Frederic Vasseur, team principal della Ferrari, ha analizzato con franchezza il Gran Premio d’Australia, primo appuntamento del Mondiale di Formula 1, evidenziando il divario con la Mercedes ma sottolineando l’importanza dello sviluppo continuo della vettura.

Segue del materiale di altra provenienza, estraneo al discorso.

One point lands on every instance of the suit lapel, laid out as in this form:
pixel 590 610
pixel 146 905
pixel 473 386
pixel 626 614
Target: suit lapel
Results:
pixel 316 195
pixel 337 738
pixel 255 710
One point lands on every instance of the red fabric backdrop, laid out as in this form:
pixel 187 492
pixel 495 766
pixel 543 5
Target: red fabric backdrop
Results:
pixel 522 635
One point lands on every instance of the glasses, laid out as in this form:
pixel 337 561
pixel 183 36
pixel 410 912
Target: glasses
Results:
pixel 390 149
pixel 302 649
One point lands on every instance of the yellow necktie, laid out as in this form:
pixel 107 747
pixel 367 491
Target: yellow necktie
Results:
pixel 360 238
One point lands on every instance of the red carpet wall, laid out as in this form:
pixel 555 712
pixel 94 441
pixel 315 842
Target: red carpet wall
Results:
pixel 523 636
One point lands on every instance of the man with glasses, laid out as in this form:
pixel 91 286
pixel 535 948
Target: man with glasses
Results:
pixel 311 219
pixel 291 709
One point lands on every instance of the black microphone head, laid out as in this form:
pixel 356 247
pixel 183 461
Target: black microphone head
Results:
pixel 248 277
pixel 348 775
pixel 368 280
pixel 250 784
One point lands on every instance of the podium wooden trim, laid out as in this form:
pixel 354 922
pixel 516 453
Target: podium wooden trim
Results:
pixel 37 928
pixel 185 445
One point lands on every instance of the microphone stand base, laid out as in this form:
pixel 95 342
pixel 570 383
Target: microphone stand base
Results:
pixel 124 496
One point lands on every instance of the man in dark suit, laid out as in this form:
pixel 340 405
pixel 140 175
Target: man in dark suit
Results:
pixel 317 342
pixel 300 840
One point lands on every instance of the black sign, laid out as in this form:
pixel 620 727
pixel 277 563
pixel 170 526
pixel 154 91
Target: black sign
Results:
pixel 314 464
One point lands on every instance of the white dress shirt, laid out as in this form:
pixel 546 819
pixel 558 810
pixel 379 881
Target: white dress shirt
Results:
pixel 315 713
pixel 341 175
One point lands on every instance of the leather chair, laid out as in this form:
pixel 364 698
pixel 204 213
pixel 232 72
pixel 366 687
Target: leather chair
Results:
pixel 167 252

Il divario con la Mercedes
“È stata una bella gara”, ha dichiarato Vasseur, riconoscendo la superiorità della scuderia tedesca. Il divario emerso in qualifica è stato definito “eccessivo” a causa di errori commessi dalla Ferrari, stimando un gap di circa mezzo secondo. Tuttavia, Vasseur ha posto l’accento sull’importanza dello sviluppo: “La cosa che conta ora è lo sviluppo”.
Ha precisato che il risultato di Melbourne non sarà quello determinante, ma piuttosto ciò che si riuscirà a ottenere “week end in week end”.
Strategia e prospettive
Riguardo alla strategia adottata, Vasseur ha ammesso di non possedere una “sfera di cristallo”, ma ha difeso la scelta di non effettuare soste ai box durante la prima Virtual Safety Car. “In quella fase nessuno si aspettava di fare una sosta. Noi avevamo un obiettivo preciso di fermarci solo una volta e quindi dovevamo attendere. Mercedes era più veloce di noi e quindi aveva del margine”, ha spiegato.
Guardando alla successiva gara in Cina, Vasseur ha osservato che si tratterà di un tracciato molto diverso, con temperature più basse e una gestione dell’energia probabilmente più impegnativa.
“Lì la storia potrebbe essere diversa e si ripartirà tutti da zero”, ha concluso.
Il giudizio sul GP d’Australia
Il team principal ha ribadito che “nel complesso credo ci sia un divario di circa mezzo secondo, poi dipenderà da pista a pista”. Ha insistito sul fatto che “il quadro di Melbourne non conta, sarà fondamentale sviluppare la vettura e ci sono tante cose da fare”. Vasseur ha definito la gara “un primo giorno di scuola caotico”, ammettendo che “la Mercedes era su un altro pianeta nella gestione dell’energia”, pur sottolineando che “siamo solo all’inizio”.